Aldatanın o olmasıyla birlikte gideninde o olması öğrendiğinde canını yakacaktı bunu az çok kestirebiliyordum ama hayır. Bunu kaldıramayacaktı. Yanında olmak zorundaydım. Çünkü Justin gittiğinden beri…
Nora kırılmaya hazır bir cam biblo gibiydi. Kalbi yok ama narindi.
“Justin yine ne planladın? Yalanını saklamayacağımı söyledim sana” sıkıntıyla birlikte elleriyle yüzünü kapatmıştı.
“Onu paramparça ederim ve benden nefret eder” alayla ona bakmaya devam ederken sessizliğimden rahatsız olmuşçasına yüzüme bakmıştı.
“Ne? Onu zaten o kızla aldatarak paramparça ettin” aniden ayağa kalkmasıyla beni susturmaya çalışmıştı. Duymasından korkuyordu. Delicesine.
“Üzgünüm ama Justin bugün her şeyi öğrenecek” başını iki yana sallarken beni sinirlendirmek için uğraştığını düşünmeye başlamıştım.
“Anlaşma yapalım Seth. Yalvarırım bunu söyleyemeyeceğim” gözlerini yavaşça kırpıştırarak benden tepki beklemişti.
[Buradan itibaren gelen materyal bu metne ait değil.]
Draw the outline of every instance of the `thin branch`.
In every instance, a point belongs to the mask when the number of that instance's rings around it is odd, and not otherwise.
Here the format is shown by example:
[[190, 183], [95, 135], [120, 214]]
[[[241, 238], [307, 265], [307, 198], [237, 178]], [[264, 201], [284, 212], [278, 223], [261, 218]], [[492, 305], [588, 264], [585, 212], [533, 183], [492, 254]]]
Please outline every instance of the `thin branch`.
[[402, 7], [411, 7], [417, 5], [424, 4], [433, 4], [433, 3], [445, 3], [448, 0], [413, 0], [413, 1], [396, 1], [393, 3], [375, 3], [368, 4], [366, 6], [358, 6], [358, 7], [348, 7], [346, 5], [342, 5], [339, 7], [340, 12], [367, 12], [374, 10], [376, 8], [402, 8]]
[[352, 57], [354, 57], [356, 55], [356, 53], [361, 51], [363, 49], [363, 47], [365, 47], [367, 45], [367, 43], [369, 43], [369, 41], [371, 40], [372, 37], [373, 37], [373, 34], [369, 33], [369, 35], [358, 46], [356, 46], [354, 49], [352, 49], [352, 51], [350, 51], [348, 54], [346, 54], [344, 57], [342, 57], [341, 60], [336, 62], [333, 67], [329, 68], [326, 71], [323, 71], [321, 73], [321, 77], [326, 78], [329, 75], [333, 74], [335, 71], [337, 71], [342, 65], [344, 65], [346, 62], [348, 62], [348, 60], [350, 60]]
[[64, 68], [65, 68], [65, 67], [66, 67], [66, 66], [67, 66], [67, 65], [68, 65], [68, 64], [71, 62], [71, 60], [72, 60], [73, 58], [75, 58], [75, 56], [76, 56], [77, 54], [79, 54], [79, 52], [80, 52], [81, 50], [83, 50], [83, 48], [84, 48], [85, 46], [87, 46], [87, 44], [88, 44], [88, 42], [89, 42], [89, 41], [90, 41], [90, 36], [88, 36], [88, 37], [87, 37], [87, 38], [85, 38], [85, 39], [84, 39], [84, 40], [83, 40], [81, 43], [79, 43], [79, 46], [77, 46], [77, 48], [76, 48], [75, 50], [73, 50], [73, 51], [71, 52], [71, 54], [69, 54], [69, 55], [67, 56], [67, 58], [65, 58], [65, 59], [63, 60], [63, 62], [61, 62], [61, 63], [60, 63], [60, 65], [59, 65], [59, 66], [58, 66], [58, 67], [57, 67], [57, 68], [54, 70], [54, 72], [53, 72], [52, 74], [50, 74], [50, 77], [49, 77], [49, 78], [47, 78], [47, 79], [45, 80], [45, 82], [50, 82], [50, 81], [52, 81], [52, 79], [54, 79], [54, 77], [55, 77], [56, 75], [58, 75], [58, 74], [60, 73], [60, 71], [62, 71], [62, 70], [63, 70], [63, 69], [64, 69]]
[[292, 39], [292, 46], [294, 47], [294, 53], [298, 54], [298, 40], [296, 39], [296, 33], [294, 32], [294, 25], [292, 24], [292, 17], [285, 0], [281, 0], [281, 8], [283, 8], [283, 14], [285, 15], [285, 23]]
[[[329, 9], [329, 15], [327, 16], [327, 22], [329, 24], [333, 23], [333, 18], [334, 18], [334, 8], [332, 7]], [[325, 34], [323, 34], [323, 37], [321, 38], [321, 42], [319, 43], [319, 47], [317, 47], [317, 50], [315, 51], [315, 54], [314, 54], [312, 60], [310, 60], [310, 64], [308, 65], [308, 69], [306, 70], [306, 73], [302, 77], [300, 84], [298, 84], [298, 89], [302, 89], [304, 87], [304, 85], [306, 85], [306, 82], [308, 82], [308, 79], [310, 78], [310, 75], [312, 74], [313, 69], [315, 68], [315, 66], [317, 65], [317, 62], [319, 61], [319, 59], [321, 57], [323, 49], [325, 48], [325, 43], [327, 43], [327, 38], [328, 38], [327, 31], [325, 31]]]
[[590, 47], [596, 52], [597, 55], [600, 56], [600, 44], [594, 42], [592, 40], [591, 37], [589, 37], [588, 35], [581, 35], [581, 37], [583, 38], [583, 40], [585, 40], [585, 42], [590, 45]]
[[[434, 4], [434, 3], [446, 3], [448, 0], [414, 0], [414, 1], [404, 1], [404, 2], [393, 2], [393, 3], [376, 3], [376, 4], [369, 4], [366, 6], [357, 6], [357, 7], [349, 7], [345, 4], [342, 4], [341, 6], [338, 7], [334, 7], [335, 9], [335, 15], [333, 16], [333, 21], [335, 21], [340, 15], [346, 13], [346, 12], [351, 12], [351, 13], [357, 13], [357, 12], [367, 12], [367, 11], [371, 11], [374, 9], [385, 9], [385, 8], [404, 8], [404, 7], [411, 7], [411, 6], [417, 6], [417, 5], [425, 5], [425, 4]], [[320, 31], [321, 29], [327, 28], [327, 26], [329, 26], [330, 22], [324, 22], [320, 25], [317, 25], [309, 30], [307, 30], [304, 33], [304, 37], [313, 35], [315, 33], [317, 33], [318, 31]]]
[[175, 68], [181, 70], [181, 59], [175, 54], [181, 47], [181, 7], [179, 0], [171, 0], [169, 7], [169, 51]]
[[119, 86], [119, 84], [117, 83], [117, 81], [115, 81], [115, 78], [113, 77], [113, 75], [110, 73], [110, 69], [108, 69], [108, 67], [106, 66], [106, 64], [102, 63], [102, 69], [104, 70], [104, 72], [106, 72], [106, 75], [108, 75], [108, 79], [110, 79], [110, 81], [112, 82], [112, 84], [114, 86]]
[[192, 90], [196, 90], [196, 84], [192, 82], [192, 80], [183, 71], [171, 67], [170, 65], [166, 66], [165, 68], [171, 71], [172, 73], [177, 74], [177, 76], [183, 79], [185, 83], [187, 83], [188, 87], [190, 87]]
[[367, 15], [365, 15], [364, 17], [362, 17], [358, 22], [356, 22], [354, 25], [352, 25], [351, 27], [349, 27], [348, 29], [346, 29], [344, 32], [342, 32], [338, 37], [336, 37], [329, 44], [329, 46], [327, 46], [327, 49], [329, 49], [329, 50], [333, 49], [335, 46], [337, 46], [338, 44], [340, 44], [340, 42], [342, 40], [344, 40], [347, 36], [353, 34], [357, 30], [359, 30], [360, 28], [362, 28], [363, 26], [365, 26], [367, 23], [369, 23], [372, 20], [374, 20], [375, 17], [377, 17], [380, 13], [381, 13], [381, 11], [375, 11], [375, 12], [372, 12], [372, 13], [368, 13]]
Başımı hafifçe salladığımda ellerini birbirine geçirerek bana bakmıştı.
“Gideceğim. Hayatından çıkıp gideceğim. Benden iki türlü de nefret edecek ama en azından adi bir piç olarak düşünmemeli” gözlerinin dolmasıyla kafasını anında çevirmişti.
“Onu bırakıp gidersen de seni adi bir piç olarak hatırlayacak Justin” başını hırsla iki yana sallamıştı.
“Hayır. Gideceğim. Ve ona destek olacaksın tamam mı? Anlaşma bu. Ona hiçbir şey söylemeyeceksin ben bir şekilde ona gerçeği söyleyeceğim. Bir yıl sonra ya da daha önce her neyse” başını hızla geriye atarak derin bir nefes almıştı.
“Şimdi. Nora’yı uyandırmaya gidiyorum Seth. Anlaşmamız bu. Tamam mı?”
Yaptığım tek şey ise başımı sallamak olmuştu.